简体   繁体   English

.ToArray()的慢LINQ查询

[英]Slow LINQ query for .ToArray()

I am using following query 我正在使用以下查询

foreach (var callDetailsForNode_ReArrange in callDetailsForNodes_ReArrange)
{
    var test = from r1 in dtRowForNode.AsEnumerable()
               join r2 in dtFileRowForNode.AsEnumerable()
               on r1.Field<int>("Lng_Upload_Id") equals r2.Field<int>("Lng_Upload_Id")
               where ((r1.Field<string>("Txt_Called_Number") == callDetailsForNode_ReArrange.caller2.ToString()) || r1.Field<string>("Txt_Calling_Number") == callDetailsForNode_ReArrange.caller2.ToString())
               select r2.Field<string>("Txt_File_Name");

    var d = test.Distinct();
}

Upto here this query run in no time. 此时此查询立即运行。 But as I added 但正如我补充道

string[] str =d.ToArray();
strFileName = string.Join(",", str);

It takes almost 4-5 seconds to run. 运行大约需要4-5秒。 What makes it so slow on adding .ToArray() ? 添加.ToArray()什么?

Upto here this query run in no time. 此时此查询立即运行。

Up to here, it hasn't actually done anything, except build a deferred-execution model that represents the pending query. 到目前为止,除了构建表示挂起查询的延迟执行模型之外,它实际上没有任何事情。 It doesn't start iterating until you call MoveNext() on the iterator, ie via foreach , in your case via .ToArray() . 它直到您在迭代器上调用MoveNext() ,即通过foreach ,在您的情况下通过.ToArray()调用它才开始迭代。

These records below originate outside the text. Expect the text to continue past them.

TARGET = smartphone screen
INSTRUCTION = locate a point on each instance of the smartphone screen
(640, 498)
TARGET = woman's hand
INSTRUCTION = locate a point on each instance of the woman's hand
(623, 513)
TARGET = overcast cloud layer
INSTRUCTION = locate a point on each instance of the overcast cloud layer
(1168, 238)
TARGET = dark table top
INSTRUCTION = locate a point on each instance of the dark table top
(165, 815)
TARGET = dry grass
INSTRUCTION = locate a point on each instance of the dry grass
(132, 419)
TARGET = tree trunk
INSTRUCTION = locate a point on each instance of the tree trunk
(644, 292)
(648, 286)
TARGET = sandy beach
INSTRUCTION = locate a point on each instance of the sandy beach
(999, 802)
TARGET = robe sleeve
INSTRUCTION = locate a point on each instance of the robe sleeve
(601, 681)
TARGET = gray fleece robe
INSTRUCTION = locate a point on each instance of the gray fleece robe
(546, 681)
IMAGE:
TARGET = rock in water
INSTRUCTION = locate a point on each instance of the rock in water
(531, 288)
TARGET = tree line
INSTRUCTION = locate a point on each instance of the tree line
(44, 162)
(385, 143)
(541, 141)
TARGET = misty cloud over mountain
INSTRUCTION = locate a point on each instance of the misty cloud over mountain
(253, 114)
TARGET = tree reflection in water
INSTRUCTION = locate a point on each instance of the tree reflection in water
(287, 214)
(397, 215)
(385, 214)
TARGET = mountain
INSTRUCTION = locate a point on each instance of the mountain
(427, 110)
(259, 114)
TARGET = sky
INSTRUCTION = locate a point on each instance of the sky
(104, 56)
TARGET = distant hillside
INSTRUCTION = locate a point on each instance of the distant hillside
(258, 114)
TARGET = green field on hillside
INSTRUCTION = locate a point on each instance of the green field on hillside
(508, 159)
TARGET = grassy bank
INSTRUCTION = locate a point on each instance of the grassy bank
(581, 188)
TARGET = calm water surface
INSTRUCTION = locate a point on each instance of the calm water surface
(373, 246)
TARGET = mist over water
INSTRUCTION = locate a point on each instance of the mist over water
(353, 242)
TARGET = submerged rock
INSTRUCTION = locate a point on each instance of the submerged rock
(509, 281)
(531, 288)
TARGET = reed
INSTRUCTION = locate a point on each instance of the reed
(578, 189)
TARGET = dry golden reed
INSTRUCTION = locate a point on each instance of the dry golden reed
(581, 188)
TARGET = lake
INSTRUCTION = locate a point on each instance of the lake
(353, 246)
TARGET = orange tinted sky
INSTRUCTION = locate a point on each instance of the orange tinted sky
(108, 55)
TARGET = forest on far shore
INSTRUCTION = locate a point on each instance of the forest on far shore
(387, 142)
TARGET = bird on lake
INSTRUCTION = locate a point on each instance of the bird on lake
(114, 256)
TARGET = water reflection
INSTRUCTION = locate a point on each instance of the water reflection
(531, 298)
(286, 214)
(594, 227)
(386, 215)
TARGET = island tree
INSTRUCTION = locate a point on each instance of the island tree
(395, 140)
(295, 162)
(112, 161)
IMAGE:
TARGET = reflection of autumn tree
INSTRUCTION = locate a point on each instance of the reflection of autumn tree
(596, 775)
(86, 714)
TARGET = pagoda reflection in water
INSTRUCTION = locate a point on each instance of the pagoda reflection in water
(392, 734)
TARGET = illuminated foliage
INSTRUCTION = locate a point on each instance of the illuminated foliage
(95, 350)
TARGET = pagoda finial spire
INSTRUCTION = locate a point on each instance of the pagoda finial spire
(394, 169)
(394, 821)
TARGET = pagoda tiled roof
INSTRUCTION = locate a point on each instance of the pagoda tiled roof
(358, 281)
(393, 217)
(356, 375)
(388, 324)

So: it takes time because it is doing work . 所以:它需要时间,因为它正在做工作

Consider: 考虑:

static IEnumerable<int> GetData()
{
    Console.WriteLine("a");
    yield return 0;
    Console.WriteLine("b");
    yield return 1;
    Console.WriteLine("c");
    yield return 2;
    Console.WriteLine("d");
}
static void Main()
{
    Console.WriteLine("start");
    var data = GetData();
    Console.WriteLine("got data");
    foreach (var item in data)
        Console.WriteLine(item);
    Console.WriteLine("end");
}

This outputs: 这输出:

start
got data
a
0
b
1
c
2
d
end

Note how the work doesn't all happen at once - it is both deferred ( a comes after got data ) and spooling (we don't get a ,..., d , 0 ,... 2 ). 需要注意的是如何工作的不一切发生一次-它既是延迟( a自带之后got data )和后台(我们没有得到a ,..., d0 ,... 2 )。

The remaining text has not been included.